Counsel concluded that the Court was too lenient to save the appellant the maximum penalty of death or life imprisonment. That Court should be pleased to find that imprisonment of 32 $\frac{1}{2}$ years was low compared to recent decisions of this Court.

#### **Court's consideration of ground one:**

We have carefully examined the record of proceedings from the trial Court, thoroughly considered the submissions made for and against this appeal, the applicable law, and the authorities cited by both counsel. Being a first appeal, we are guided by our mandate under Rule 30(1)(a) of the Judicature (Court of Appeal Rules) Directions, SI 13-10, which requires this Court to subject the evidence adduced at trial to a fresh and exhaustive scrutiny, re-evaluate it, and arrive at its conclusions.
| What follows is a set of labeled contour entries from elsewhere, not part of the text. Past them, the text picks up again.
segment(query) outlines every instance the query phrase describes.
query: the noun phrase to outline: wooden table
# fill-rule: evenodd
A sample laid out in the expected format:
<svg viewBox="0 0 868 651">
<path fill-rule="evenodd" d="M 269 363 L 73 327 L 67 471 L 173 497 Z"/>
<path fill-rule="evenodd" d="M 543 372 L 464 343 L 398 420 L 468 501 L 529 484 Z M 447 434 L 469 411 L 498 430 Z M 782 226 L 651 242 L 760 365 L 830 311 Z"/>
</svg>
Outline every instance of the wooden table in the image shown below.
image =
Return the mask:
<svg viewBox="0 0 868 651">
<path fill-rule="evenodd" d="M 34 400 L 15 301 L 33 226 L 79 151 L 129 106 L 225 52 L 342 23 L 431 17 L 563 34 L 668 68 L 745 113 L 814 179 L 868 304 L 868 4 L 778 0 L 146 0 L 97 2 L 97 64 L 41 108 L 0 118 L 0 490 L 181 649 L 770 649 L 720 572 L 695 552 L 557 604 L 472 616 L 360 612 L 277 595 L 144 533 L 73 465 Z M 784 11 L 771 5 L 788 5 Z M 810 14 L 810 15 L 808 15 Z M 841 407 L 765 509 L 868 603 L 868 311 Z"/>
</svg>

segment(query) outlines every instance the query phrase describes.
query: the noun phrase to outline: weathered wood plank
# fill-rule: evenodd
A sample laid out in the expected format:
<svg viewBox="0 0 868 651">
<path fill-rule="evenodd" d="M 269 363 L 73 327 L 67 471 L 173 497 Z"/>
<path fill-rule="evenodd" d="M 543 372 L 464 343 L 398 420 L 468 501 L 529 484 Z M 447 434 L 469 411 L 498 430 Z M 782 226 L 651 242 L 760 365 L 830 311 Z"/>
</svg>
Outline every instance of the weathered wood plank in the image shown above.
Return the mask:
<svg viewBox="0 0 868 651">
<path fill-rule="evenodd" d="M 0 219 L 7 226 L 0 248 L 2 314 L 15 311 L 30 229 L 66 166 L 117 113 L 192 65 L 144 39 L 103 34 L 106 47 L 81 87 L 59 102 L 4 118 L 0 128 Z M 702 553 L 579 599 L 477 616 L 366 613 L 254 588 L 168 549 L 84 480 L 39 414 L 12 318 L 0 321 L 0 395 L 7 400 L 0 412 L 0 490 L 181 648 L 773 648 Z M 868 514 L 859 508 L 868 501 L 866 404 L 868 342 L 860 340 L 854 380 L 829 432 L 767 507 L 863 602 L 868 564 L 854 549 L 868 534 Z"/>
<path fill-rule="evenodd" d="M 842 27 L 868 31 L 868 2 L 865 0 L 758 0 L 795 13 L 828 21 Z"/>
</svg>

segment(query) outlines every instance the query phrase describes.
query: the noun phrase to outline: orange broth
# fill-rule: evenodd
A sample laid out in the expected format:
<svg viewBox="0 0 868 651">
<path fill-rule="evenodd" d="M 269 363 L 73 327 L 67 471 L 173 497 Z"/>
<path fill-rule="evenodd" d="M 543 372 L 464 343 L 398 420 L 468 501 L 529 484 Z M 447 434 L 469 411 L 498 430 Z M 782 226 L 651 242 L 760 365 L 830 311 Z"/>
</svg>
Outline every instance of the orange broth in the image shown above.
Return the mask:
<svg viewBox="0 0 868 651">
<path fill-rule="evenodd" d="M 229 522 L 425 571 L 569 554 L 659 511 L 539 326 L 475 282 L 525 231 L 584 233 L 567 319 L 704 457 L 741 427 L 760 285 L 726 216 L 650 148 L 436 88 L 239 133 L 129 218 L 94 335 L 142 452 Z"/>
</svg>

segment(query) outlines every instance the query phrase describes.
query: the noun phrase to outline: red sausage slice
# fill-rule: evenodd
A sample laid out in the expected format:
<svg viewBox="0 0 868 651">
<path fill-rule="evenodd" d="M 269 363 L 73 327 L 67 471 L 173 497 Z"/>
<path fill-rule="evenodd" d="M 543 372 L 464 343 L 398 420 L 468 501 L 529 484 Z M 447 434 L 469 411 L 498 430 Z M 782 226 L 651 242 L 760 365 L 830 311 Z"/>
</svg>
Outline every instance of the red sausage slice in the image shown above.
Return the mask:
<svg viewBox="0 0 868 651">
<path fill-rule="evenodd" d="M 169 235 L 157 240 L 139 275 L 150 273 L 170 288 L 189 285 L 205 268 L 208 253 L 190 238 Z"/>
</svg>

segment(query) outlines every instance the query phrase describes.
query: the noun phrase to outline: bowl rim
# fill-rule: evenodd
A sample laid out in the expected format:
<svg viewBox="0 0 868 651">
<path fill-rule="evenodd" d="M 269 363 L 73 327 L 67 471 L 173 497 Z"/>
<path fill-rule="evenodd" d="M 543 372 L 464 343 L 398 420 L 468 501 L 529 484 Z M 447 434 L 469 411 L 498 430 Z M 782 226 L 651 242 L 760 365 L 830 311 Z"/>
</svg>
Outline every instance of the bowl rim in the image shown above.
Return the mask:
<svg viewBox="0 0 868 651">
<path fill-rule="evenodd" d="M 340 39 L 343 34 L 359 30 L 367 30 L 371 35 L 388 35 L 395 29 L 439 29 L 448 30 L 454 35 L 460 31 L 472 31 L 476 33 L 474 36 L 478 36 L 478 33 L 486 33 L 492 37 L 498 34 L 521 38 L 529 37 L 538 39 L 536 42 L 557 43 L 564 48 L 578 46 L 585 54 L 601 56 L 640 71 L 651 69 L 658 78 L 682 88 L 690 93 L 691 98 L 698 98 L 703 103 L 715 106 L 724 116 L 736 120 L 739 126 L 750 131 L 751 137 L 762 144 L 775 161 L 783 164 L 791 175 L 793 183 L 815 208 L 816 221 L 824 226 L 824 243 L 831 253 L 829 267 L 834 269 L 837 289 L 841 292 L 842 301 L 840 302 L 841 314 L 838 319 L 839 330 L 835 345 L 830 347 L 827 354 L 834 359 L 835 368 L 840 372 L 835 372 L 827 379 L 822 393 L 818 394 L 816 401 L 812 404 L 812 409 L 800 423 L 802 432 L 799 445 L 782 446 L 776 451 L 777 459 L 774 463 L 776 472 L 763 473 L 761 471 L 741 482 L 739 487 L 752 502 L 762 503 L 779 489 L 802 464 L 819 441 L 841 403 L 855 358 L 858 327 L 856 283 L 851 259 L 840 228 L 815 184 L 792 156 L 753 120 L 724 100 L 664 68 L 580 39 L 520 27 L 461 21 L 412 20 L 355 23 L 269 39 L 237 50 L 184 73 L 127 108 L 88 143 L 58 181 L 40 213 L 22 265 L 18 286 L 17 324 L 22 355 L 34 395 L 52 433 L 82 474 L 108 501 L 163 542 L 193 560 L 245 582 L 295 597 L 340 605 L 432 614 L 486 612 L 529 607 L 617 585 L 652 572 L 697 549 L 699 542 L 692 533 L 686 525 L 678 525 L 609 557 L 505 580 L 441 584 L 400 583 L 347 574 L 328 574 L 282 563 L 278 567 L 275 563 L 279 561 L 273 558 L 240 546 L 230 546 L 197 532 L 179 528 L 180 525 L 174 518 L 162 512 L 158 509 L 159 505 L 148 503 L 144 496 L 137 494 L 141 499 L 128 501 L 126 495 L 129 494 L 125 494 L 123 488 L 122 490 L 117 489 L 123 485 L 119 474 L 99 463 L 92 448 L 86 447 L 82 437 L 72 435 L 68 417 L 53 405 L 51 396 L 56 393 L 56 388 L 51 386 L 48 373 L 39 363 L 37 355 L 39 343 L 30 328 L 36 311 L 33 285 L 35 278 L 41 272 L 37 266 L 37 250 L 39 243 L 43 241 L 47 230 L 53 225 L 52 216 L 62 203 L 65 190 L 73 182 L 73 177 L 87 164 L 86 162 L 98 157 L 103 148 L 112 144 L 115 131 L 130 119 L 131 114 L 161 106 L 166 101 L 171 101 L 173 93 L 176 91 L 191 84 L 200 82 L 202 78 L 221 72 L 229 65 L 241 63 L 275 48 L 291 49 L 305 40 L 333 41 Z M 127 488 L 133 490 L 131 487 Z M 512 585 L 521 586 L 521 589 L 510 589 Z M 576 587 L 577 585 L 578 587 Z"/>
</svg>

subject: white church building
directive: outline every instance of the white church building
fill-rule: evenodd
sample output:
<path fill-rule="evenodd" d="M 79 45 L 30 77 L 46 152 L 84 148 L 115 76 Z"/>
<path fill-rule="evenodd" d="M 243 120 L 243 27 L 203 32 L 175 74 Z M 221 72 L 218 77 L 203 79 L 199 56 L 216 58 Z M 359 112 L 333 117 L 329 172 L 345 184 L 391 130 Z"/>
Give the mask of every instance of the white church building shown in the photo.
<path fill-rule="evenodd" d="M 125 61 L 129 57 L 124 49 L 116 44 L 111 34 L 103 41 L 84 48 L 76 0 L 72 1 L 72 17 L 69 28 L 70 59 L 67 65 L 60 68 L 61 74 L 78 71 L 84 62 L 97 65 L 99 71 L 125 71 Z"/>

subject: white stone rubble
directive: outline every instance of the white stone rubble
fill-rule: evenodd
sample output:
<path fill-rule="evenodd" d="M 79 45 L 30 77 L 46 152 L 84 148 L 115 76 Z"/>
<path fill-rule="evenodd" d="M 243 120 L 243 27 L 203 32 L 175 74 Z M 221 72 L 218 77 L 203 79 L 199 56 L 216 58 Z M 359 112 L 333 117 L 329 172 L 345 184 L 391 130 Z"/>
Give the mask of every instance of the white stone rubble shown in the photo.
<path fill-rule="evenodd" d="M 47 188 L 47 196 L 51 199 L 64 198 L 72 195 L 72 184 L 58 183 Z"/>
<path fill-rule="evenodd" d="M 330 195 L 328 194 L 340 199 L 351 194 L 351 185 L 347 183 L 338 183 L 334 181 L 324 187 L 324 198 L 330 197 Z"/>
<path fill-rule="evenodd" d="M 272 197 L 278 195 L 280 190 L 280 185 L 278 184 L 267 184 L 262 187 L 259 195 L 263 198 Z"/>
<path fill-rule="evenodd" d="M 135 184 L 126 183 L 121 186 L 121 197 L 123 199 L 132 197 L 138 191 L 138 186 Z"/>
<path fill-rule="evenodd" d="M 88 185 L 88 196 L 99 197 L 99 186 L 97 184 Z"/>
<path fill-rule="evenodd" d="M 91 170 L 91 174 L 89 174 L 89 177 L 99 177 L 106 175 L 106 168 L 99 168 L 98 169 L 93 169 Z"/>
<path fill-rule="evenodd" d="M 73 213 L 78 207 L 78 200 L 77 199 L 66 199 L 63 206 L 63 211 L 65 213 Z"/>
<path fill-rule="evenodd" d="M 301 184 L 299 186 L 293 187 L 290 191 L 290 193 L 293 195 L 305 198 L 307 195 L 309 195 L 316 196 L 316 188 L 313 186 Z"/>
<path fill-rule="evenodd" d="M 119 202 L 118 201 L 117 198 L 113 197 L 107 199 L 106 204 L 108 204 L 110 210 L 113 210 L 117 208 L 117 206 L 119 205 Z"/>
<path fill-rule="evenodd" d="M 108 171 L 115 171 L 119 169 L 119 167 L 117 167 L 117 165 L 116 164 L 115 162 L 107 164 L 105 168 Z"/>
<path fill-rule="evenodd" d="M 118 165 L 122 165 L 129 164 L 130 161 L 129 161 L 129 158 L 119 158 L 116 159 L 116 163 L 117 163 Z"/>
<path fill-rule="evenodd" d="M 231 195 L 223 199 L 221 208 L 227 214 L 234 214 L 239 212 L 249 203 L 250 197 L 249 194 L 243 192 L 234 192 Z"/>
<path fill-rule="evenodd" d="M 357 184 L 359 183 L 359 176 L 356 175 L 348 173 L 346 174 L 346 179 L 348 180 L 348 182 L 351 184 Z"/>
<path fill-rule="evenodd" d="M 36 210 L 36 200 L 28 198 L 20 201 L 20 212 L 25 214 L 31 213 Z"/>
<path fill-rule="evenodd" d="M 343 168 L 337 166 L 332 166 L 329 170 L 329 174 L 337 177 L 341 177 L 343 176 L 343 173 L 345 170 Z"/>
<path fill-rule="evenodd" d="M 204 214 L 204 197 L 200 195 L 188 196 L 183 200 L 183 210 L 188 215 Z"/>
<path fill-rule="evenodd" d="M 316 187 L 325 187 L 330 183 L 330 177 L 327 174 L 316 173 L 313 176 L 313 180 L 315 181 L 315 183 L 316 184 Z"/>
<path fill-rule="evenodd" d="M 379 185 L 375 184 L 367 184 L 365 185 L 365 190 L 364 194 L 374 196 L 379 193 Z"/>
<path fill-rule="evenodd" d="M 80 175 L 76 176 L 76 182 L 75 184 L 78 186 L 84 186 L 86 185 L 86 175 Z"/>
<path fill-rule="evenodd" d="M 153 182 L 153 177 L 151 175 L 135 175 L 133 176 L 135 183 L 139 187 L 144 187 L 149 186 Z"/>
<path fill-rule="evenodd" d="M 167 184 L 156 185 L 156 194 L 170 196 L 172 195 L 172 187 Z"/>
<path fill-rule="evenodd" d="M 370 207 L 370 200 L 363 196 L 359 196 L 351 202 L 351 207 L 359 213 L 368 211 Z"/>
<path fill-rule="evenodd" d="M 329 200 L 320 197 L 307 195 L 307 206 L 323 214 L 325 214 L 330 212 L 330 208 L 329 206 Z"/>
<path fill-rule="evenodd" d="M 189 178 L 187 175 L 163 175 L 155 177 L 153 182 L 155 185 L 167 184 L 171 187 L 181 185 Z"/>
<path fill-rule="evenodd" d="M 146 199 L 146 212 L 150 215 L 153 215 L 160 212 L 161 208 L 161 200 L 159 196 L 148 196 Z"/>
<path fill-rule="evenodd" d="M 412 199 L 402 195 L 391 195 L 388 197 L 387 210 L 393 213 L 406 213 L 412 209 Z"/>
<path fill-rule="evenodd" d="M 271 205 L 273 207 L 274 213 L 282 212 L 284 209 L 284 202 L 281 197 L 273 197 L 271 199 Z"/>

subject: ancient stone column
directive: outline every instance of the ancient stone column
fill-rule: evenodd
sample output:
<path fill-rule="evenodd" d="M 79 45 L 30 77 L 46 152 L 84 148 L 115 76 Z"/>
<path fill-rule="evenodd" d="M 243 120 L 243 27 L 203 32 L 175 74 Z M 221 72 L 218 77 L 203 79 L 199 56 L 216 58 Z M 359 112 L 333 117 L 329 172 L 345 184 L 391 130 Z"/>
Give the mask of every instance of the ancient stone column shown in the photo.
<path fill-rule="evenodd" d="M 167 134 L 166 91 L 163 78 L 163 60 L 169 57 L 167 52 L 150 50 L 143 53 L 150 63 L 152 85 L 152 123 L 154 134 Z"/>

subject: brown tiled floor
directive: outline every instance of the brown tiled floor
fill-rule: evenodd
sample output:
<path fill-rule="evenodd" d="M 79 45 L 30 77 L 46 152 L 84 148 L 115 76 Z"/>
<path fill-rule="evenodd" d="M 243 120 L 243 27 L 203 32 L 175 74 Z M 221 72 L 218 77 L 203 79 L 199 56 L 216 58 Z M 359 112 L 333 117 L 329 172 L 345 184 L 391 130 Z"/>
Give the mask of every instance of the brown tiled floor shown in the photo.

In undertaking this task, we remain cognizant of the fact that we are not to disregard the findings of the trial Court but must weigh and assess them with due consideration. (See: Kifamunte Henry v Uganda, Supreme Court Criminal Appeal No. 10 of 1997).

It is trite law that an appellate Court will only alter a sentence imposed by the High Court if it is evident that it acted on a wrong principle or overlooked some material $25$ factor, or if the sentence is manifestly excessive given the circumstances. See: Livingstone Kakooza Vs Uganda Supreme Court Criminal Appeal No. 17 of 1993.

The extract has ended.